Lawmakers passed a separate measure, Senate Bill 5 that creates a complaint process for parents concerned about sexually explicit materials in schools.
“Parents needed recourse to get obscene, pornographic books out of their schools,” says Nelson.
But McGranahan says such policies already exist in the state’s school districts, and that such decisions should be left up to teachers, site-based decision-making councils, and school boards. She contends the legislation is simply another way to marginalize LGBTQ+ individuals.
“It’s not a parents’ rights bill. It only serves one type of a parent,” she says. “Once we start doing this, do we start banning ideas, banning other things that we don’t like?”

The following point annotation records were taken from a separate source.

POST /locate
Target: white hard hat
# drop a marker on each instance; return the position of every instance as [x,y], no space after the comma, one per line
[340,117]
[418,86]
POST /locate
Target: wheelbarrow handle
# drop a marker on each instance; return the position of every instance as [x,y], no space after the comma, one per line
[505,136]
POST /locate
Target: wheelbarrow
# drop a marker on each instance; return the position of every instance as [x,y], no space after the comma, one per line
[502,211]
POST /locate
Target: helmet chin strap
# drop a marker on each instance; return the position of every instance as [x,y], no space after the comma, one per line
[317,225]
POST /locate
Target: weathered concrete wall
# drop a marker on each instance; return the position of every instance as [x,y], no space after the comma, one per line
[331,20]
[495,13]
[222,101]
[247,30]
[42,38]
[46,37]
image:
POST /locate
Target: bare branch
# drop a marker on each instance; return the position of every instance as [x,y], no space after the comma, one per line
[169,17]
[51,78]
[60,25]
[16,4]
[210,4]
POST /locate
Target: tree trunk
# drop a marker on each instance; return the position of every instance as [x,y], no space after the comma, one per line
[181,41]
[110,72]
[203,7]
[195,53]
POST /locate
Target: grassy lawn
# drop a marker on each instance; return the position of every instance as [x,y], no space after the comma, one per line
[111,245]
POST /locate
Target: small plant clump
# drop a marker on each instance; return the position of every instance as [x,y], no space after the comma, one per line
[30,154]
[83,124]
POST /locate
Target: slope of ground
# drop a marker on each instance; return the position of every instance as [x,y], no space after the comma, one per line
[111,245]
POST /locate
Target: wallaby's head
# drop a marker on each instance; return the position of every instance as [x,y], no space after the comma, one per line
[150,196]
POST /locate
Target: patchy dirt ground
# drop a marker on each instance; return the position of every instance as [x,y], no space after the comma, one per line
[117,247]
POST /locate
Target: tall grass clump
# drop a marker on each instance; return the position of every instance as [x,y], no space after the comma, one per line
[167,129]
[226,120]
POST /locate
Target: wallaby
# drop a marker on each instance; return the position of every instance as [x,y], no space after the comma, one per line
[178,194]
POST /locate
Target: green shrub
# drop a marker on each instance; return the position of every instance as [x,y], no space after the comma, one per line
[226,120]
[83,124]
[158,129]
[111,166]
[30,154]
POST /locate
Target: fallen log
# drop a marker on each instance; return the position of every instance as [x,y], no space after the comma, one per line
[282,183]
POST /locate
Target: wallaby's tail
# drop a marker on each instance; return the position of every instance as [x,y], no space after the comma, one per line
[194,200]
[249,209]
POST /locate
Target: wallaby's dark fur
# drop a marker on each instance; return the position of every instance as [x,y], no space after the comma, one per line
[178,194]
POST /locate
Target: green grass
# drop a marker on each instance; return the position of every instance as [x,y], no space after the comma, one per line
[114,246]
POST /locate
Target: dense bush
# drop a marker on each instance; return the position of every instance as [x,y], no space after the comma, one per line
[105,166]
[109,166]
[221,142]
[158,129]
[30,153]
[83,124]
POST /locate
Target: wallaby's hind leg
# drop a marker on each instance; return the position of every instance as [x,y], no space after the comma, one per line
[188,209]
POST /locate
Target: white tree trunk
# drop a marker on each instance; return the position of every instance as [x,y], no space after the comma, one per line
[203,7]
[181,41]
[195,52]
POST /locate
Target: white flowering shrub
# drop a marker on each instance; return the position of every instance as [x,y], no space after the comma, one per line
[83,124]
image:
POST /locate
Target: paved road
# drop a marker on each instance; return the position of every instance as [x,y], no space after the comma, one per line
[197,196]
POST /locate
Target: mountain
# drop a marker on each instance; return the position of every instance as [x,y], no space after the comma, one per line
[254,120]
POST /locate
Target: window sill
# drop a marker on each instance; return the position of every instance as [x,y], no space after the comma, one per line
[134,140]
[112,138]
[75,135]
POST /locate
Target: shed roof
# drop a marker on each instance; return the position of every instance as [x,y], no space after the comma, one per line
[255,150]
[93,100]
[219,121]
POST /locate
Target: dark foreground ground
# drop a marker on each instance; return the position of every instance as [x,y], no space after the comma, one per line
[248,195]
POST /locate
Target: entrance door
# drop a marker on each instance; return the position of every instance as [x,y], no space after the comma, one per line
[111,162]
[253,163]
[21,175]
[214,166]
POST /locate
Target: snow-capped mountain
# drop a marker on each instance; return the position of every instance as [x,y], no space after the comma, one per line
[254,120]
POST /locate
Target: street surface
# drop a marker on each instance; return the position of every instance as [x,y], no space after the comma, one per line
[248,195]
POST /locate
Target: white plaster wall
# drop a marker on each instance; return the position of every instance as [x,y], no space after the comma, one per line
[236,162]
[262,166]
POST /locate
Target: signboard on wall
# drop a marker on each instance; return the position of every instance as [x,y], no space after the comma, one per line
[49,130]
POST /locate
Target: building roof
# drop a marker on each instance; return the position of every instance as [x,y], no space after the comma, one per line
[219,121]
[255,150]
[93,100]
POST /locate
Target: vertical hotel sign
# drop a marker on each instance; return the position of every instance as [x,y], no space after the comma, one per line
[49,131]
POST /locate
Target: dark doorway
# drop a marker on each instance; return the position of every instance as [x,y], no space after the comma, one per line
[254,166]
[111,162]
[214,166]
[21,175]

Gov. Andy Beshear has yet to sign or veto either SB 5 or SB 150. McGranahan says the ACLU is reviewing both measures for potential legal challenges on constitutional grounds.
Another bill that could gain final passage in the last two days of the legislation session would restrict obscene or prurient performances by male and female impersonators. Nelson says Senate Bill 115 on so-called drag shows is necessary to prevent children from being exposed to sexually explicit activities in public places. Hartman says it is just another attempt to eradicate LGBTQ individuals and restrict pride festivals.
SB 115 has cleared the Senate, but awaits passage by the House. The General Assembly returns on March 29 and 30 to complete this year’s session.